As we could expect, the pandemic dictated what to buy or not to buy, and expanded its impact way beyond our social life. The distress and uncertainty took their toll in a very personal sphere of our daily habits: buying skincare. It is the rise of a new trend, the 'skinimalism'.

Pinterest’s 2021 Trend Predictions Report forecasted ‘skinimalism’ as one of the main beauty trends for this year. Skinimalism is a return to the very basics with a minimal approach to skincare regime and conscious beauty choices.

According to the NPD group, the periodical closure of retailers in the attempt to slow down the spread of the virus, caused a drop of -23% in 2020 in luxury beauty sales in the UK. The country has been hit harder than the US (-19%) and also European countries like France (-20%) and Germany which followed with -16%. Hence, Pinterest's prediction seems to have been anticipated in 2020. In fact, customers in the Western countries have been more scrupulous for what concerns what to buy to fulfil everyday skin necessities already a year ahead.


If the sales dropped, all is not lost. At a closer look, Pinterest's forecasted trends and the past year reality do not have a negative connotation. The skinimalism trend means a straightforward skincare routine and minimal makeup with simple cosmetics and multipurpose products; a return to the basics needed by the economic restrictions but also by the request for active results in simple to use products. Although Korean skincare is still in the hype with its 10-step regime for clean and glass-looking skin; skinimalism is a more conscious and savvy approach to shopping to answer questions like 'do we really need this?'.

Beauty Statistics

Customers' choices are echoed in sales statistics. Emma Fishwick, account manager of NPD UK Beauty reported that in 2020: 'face cream, facial cleanser and facial exfoliators are the three sub-segments where consumers have gone back to basics whilst some ‘additional steps’ such as eye treatments and masks have declined in importance in face skincare as consumers have ‘skinimised’ what products they’re using'.
Another interesting market evidence comes from anti-acne serums sales which increased by 51% in 2020 as a result of so-called 'maskne' caused by the mandatory masks.

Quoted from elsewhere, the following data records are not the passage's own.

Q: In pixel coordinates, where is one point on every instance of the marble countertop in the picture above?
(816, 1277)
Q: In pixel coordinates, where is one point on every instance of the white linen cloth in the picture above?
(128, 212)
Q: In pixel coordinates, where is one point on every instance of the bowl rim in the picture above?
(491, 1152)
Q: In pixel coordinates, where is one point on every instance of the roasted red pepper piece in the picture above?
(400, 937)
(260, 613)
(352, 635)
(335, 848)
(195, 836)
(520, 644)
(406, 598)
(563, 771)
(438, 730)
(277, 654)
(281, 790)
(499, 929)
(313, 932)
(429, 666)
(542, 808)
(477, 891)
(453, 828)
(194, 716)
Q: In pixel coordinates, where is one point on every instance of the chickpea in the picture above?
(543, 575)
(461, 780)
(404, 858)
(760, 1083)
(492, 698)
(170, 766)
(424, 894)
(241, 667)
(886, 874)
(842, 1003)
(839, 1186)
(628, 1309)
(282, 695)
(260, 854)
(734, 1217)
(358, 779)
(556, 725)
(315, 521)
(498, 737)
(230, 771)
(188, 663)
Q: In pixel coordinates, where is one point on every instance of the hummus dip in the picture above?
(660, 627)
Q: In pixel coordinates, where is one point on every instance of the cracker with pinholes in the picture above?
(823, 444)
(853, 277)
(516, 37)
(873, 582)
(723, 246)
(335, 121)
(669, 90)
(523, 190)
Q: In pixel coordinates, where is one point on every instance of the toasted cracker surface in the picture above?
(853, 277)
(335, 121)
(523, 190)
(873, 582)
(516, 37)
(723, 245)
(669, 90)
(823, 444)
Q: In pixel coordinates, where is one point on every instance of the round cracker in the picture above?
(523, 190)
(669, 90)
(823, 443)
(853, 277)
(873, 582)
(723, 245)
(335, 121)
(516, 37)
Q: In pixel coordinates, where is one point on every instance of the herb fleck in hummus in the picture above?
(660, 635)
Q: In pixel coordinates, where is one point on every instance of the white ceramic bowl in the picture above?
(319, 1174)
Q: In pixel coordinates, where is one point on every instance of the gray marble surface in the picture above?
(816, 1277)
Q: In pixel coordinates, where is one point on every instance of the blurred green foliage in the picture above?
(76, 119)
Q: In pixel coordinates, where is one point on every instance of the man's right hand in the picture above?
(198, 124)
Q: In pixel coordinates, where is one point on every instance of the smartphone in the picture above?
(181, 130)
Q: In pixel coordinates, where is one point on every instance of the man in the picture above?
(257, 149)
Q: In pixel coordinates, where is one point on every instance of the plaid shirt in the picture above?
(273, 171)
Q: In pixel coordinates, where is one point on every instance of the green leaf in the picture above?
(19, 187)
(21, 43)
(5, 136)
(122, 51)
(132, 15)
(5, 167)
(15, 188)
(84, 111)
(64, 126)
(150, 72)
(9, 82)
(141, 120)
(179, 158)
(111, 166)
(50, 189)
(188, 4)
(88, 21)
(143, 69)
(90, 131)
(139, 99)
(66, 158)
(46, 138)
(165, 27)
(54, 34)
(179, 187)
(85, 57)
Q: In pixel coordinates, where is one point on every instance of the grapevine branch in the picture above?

In times of hardships and recession, we would have expected the appearance of the well-known 'lipstick effect', the boom in cosmetics as seen during the 30s' Great Depression as a way to cheer up spirits with a touch of bright rouge. Women during WWII were encouraged and loved to wear makeup to look impeccable in any situation and also to match it with their uniforms; today's habits aims at the feel-good sensation with a totally different approach. Wellbeing is not flaunted but nurtured with effectiveness, formulations and sustainability in mind. Companies started to market their products with the same approach to connect with the buyers. Emma Fishwick continues: 'we have also seen an increase in beauty brands concentrate their messaging on the active ingredients in their products. Just some examples of brands that we have observed doing this include Estee Lauder with its latest Advanced Night Repair Serum re-launch, Origins New Multi-powered Youth Serum and in Makeup, Charlotte Tilbury’s new Lip Launch called Hyaluronic Happikiss'.

The pandemic did not sign the end of luxury beauty for sure, but it did show what people put first when buying cosmetics in stricter situations: effectiveness, simplicity and quality above consume and splurge. In one word, skinimalism.